- Born: British Hong Kong
- Awards: Wang Li Award in Linguistics

Academic background
- Alma mater: Chinese University of Hong Kong (MPhil); University of California, Irvine (PhD);
- Thesis: Parametrization of Features in Syntax (1998)
- Doctoral advisor: C.-T. James Huang

Academic work
- Discipline: Linguistics
- Sub-discipline: Generative grammar; Cartographic syntax;
- Institutions: Chinese University of Hong Kong
- Doctoral students: Chaak-Ming Lau

Chinese name
- Traditional Chinese: 鄧思穎
- Simplified Chinese: 邓思颖

Standard Mandarin
- Hanyu Pinyin: Dèng Sīyǐng

Yue: Cantonese
- Jyutping: dang6 si1 wing6
- Website: https://www.swtang.net/

= Sze-Wing Tang =

Sze-Wing Tang is a linguist from Hong Kong. He is a professor of the Department of Chinese Language and Literature at the Chinese University of Hong Kong. He served as the ninth president of the Linguistic Society of Hong Kong in 2002–2003. His main research interests include syntactic theory and comparative linguistics, with a focus on Cantonese and other Chinese varieties. In 2017, he received the Wang Li Award in Linguistics for his monograph Lectures on Cantonese Grammar.

== Publications ==

- 2003.《漢語方言語法的參數理論》[A Parametric Theory of Chinese Dialectal Grammar]. Beijing: Peking University Press. ISBN 9-787-30106-1077
- 2010.《形式漢語句法學》[Formal Chinese Syntax]. Shanghai: Shanghai Educational Publishing House. ISBN 9-787-54443-0104
- 2015.《粵語語法講義》[Lectures on Cantonese Grammar]. Hong Kong: Commercial Press. ISBN 9-789-62070-3959
- 2018.《語法分析》[An Analysis of Grammar]. Hong Kong: Commercial Press. ISBN 9-789-62077-2801
- 2019.《形式漢語句法學（第二版）》[Formal Chinese Syntax (second edition)]. Shanghai: Shanghai Educational Publishing House. ISBN 9-787-54448-9577

== Honours ==

- 2012: Silver award of the 2011–2012 Li Fang-Kuei Book Awards in Linguistics from the Li Fang-Kuei Society for Chinese Linguistics for his monograph Formal Chinese Syntax
- 2017: Second prize of the 17th Wang Li Awards in Linguistics from Peking University for his monograph Lectures on Cantonese Grammar

== Views on Putonghua as the Medium of Instruction ==
From 2008, Hong Kong's Standing Committee on Language Education and Research had the intention of promoting a policy of "Putonghua as the medium of instruction" (PMI), and the Education Bureau also set this policy as a long-term goal.
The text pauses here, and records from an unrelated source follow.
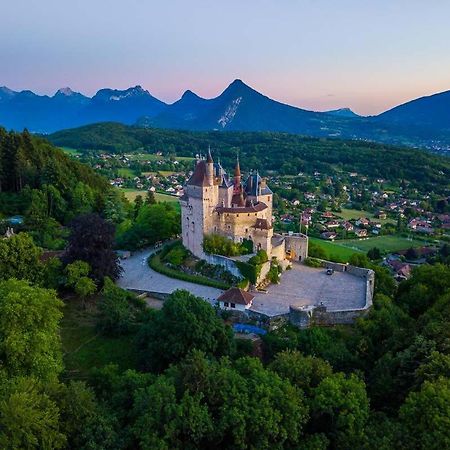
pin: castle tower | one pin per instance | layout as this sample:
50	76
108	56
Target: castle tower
210	168
197	205
238	191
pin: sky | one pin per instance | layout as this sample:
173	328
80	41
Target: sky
369	55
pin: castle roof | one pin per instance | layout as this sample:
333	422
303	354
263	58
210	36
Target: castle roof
242	209
236	295
262	224
255	185
199	178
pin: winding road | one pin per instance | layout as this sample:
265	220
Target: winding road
138	275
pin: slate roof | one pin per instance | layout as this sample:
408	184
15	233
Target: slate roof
236	295
198	178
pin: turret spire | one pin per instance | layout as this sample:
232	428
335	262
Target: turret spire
209	155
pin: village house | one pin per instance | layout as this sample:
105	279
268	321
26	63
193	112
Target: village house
236	299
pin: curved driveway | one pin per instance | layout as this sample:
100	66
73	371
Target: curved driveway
138	275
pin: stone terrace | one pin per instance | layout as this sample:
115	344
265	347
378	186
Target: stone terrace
305	285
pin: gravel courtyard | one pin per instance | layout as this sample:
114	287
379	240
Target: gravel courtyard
300	286
138	275
305	285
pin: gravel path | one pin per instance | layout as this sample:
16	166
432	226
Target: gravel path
138	275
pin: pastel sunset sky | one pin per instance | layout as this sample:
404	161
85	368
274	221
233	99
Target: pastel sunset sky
315	54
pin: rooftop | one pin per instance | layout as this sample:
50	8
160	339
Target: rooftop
236	295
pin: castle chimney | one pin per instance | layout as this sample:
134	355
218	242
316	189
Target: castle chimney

On the relevant policies, Tang believes that the medium of instruction should be the language most familiar to students and teachers. He finds that even though education in Hong Kong is supposed to enforce biliteracy and trilingualism, much more attention is placed on Putonghua and English, and the general public, and even teachers, lacks basic factual knowledge of Cantonese, such as romanization or grammar. Thus, he suggests that primary and secondary education should have more instruction on the phonology and grammar of Cantonese to help students improve their conversational and writing skills in Cantonese.